Morgan Freeman is the latest target of Russian ire. The 80-year-old actor is in a video from The Committee to Investigate Russia, warning Americans that Russia is at war with the U.S. and that Americans should respond “before it’s too late.”
“We have been attacked,” the video begins. “We are at war.”
The CIR website is a repository of information and stories concerning Russian interference in the 2016 Presidential election. It details the investigations, the investigators, media coverage, and the players surrounding the incidents. Freeman’s part is the voice and face of the video urging Americans to take a more concerned stance and demand the U.S. government admit the meddling that took place.
Russia isn’t happy about the video or Freeman’s participation in it.. State-run media outlet Russia Today said the video shouldn’t be taken seriously.

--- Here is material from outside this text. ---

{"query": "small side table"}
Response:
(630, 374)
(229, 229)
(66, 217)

“Many creative people easily become victims of emotional overload while not possessing credible information about the true state of things,” Kremlin spokesman Dmitry Peskov told RT, calling CIR’s effort a “follow-up to McCarthyism.” Peskov went on to say these things eventually fade away and that statements like Freeman’s “are not based on real facts and are purely emotional.”
“Imagine this movie script,” Freeman continues in the video, “A former KGB spy, angry at the fall of his motherland, plots a course for revenge. Taking advantage of the chaos, he works his way up through the ranks of a post-Soviet Russia and becomes president. He establishes an authoritarian regime and then sets his sights on his sworn enemy, The United States. And like the true KGB spy he is, he secretly uses cyber warfare to attack democracies around the world. Using social media to spread propaganda and false information, he convinces people in democratic societies to distrust their media, their political processes, even their neighbors. And he wins.”
Maria Zakharova, the spokesperson for the Russian Foreign Ministry, says Freeman is being used the way Colin Powell was in the lead-up to the 2003 U.S.-led Invasion of Iraq.
“We’ll find out who stands behind this story faster than we learned about the contents of the vial,” Zakharova said, referring to a vial Powell held up in a speech as he made the American case for war to the United Nations. “The finale will be spectacular, I can’t wait to see it.”
Meanwhile, Russian media called Freeman “hysterical,” even going so far to bring a panel of psychiatrists on to question the Oscar-winner’s state of mind. A weatherman even chimed in, saying the actor is overworked and smokes too much marijuana. Russian psychological experts say he may be subject to a Messianic complex from playing God and the President of the United States in so many movies.
The video ends with Freeman calling on President Trump to address Americans from the Oval Office:
“My fellow Americans, during this past election, we came under attack by the Russian government. I’ve called on Congress and our intelligence community to use every resource available to conduct a thorough investigation to determine exactly how this happened.”